The miner, which listed on the ASX in June last year, on Thursday reported a net profit after tax of $404.6-million for the full year under review, up from the $301.5-million reported in the previous financial year.
The net profit was driven by revenue of more than $1.4-billion, as saleable coal production and sales for the full year reached record levels of 14.7-million tons and 14.8-million tons respectively.
At an operational level, Yancoal reported earnings before interest, taxes, depreciation and amortisation (Ebitda) of $197.9-million and an earnings before interest and tax (Ebit) loss of $5.2-million, compared with an Ebitda of $621.1-million and an Ebit of $493.9-million in 2011.
The decline in profit was ascribed to lower coal prices, the strong Australian dollar, increased operating costs and unused take-or-pay obligations for port and rail infrastructure, the miner said.
Yancoal said the current coal market environment had forced the company to review each of its mining operations, with the aim of reducing costs by as much as possible.

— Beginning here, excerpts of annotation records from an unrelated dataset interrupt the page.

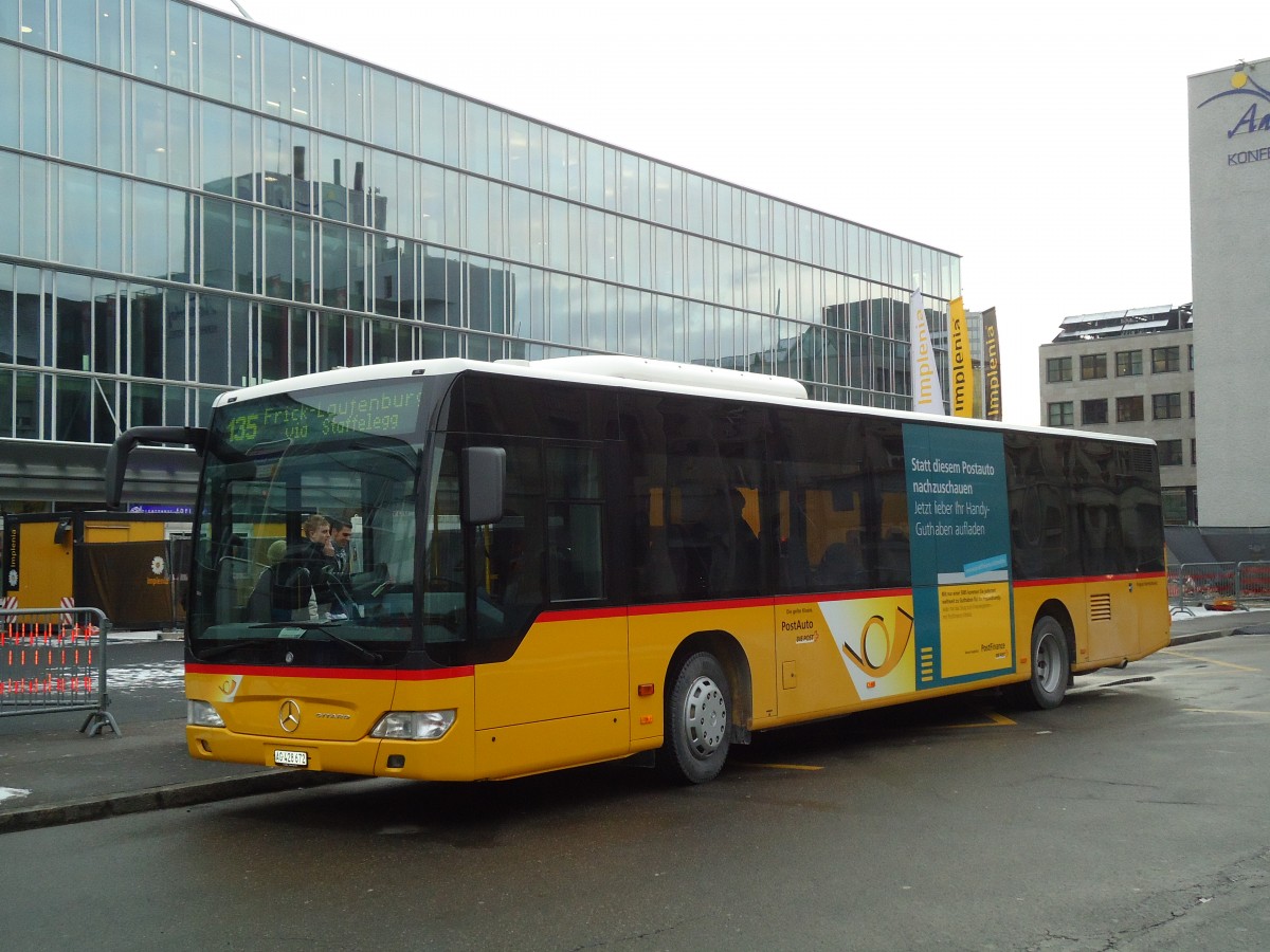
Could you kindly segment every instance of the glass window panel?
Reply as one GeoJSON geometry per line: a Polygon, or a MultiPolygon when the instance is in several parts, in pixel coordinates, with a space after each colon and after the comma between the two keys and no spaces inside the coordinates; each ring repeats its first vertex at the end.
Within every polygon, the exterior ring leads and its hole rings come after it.
{"type": "Polygon", "coordinates": [[[467,161],[471,171],[485,174],[489,168],[489,110],[480,103],[467,103],[464,109],[467,161]]]}
{"type": "Polygon", "coordinates": [[[14,268],[14,331],[18,363],[42,364],[43,339],[43,274],[37,268],[14,268]]]}
{"type": "Polygon", "coordinates": [[[97,61],[107,69],[123,67],[123,0],[98,0],[97,61]]]}
{"type": "Polygon", "coordinates": [[[253,29],[245,23],[232,25],[234,44],[234,104],[255,105],[251,95],[253,29]]]}
{"type": "Polygon", "coordinates": [[[160,182],[168,178],[168,94],[145,83],[133,83],[133,171],[160,182]]]}
{"type": "Polygon", "coordinates": [[[14,363],[18,357],[13,336],[13,265],[0,263],[0,363],[14,363]]]}
{"type": "Polygon", "coordinates": [[[321,85],[318,95],[319,123],[328,132],[344,133],[348,103],[344,61],[334,53],[318,53],[321,85]]]}
{"type": "Polygon", "coordinates": [[[168,96],[168,182],[174,185],[190,184],[189,96],[173,93],[168,96]]]}
{"type": "Polygon", "coordinates": [[[118,366],[119,289],[116,282],[93,279],[93,369],[114,373],[118,366]]]}
{"type": "Polygon", "coordinates": [[[46,62],[46,58],[39,53],[25,50],[22,52],[22,146],[41,154],[48,151],[46,62]]]}
{"type": "Polygon", "coordinates": [[[443,161],[446,151],[446,124],[443,96],[429,86],[419,88],[419,155],[432,161],[443,161]]]}
{"type": "Polygon", "coordinates": [[[19,113],[22,98],[11,90],[20,88],[22,57],[15,47],[0,44],[0,89],[10,90],[0,96],[0,146],[17,149],[22,141],[19,113]]]}
{"type": "Polygon", "coordinates": [[[264,293],[291,300],[293,272],[291,267],[291,216],[265,212],[264,216],[264,293]]]}
{"type": "Polygon", "coordinates": [[[168,315],[164,321],[164,350],[165,371],[168,380],[187,380],[185,354],[187,347],[187,310],[189,294],[179,291],[168,292],[168,315]]]}
{"type": "Polygon", "coordinates": [[[67,371],[90,369],[93,340],[91,282],[61,273],[53,281],[55,366],[67,371]]]}
{"type": "Polygon", "coordinates": [[[353,138],[366,137],[366,69],[361,63],[344,62],[344,124],[353,138]]]}
{"type": "Polygon", "coordinates": [[[39,405],[42,376],[13,374],[13,435],[18,439],[39,439],[39,405]]]}
{"type": "Polygon", "coordinates": [[[199,133],[199,161],[202,187],[220,195],[234,194],[234,166],[231,142],[231,113],[224,105],[202,103],[202,128],[199,133]]]}
{"type": "Polygon", "coordinates": [[[251,209],[234,206],[234,289],[255,293],[255,231],[251,209]]]}
{"type": "Polygon", "coordinates": [[[260,109],[291,118],[291,41],[260,34],[260,109]]]}
{"type": "MultiPolygon", "coordinates": [[[[0,47],[3,50],[3,47],[0,47]]],[[[0,96],[4,99],[4,96],[0,96]]],[[[0,182],[18,182],[19,160],[13,152],[0,150],[0,182]]],[[[17,255],[20,253],[19,225],[23,221],[22,209],[24,206],[20,192],[13,193],[15,207],[10,207],[8,215],[0,215],[0,254],[17,255]]]]}
{"type": "Polygon", "coordinates": [[[53,377],[52,382],[56,387],[52,438],[86,443],[90,439],[93,381],[88,377],[53,377]]]}
{"type": "MultiPolygon", "coordinates": [[[[25,197],[29,201],[29,195],[25,197]]],[[[62,169],[62,213],[66,225],[61,260],[81,268],[97,267],[97,175],[86,169],[62,169]],[[85,227],[88,225],[88,227],[85,227]]]]}
{"type": "Polygon", "coordinates": [[[295,300],[312,301],[312,222],[296,218],[292,221],[292,228],[295,300]]]}
{"type": "MultiPolygon", "coordinates": [[[[123,184],[124,183],[121,179],[117,179],[114,175],[97,176],[97,190],[98,190],[97,267],[110,272],[124,270],[123,184]]],[[[131,193],[132,189],[131,182],[128,183],[128,189],[131,193]]],[[[70,222],[70,220],[67,220],[67,222],[70,222]]],[[[128,270],[131,270],[131,268],[128,268],[128,270]]]]}
{"type": "Polygon", "coordinates": [[[371,70],[371,141],[396,149],[396,79],[371,70]]]}
{"type": "Polygon", "coordinates": [[[333,307],[348,307],[348,228],[321,227],[321,300],[333,307]]]}
{"type": "Polygon", "coordinates": [[[130,372],[136,377],[164,376],[164,294],[159,288],[132,286],[128,315],[130,372]]]}
{"type": "Polygon", "coordinates": [[[558,195],[569,193],[568,136],[559,129],[546,129],[547,192],[558,195]]]}
{"type": "Polygon", "coordinates": [[[291,126],[282,122],[264,122],[262,146],[264,149],[264,203],[274,208],[291,208],[291,126]]]}
{"type": "Polygon", "coordinates": [[[97,79],[85,66],[62,66],[62,157],[97,164],[97,79]]]}
{"type": "Polygon", "coordinates": [[[0,437],[13,435],[13,371],[0,371],[0,437]]]}
{"type": "Polygon", "coordinates": [[[168,3],[133,0],[133,72],[151,83],[168,83],[168,3]]]}
{"type": "Polygon", "coordinates": [[[97,61],[97,0],[61,0],[60,50],[76,60],[97,61]]]}
{"type": "Polygon", "coordinates": [[[185,4],[168,4],[168,83],[189,89],[189,14],[185,4]]]}
{"type": "Polygon", "coordinates": [[[168,190],[136,183],[132,198],[133,269],[165,278],[168,270],[168,190]]]}
{"type": "Polygon", "coordinates": [[[314,51],[304,43],[291,44],[291,118],[295,122],[312,122],[314,51]]]}
{"type": "Polygon", "coordinates": [[[128,425],[163,425],[163,386],[159,383],[128,385],[128,425]]]}
{"type": "Polygon", "coordinates": [[[211,10],[199,10],[199,79],[197,89],[212,99],[230,102],[232,96],[234,52],[230,22],[211,10]]]}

It was expected that the lower cost would underpin the future of each of the mines, ensuring their longer-term lives.
This work was expected to continue into 2013, and the company noted that significant progress had already been made through reducing the use of contractors and consultants wherever possible.
Meanwhile, coal production was expected to increase in 2013 with expansion plans under way at several of the mines. Furthermore, significant production growth was also expected to occur when Stage 2 of the Moolarben project, and Ashton’s South East opencut operations were commissioned.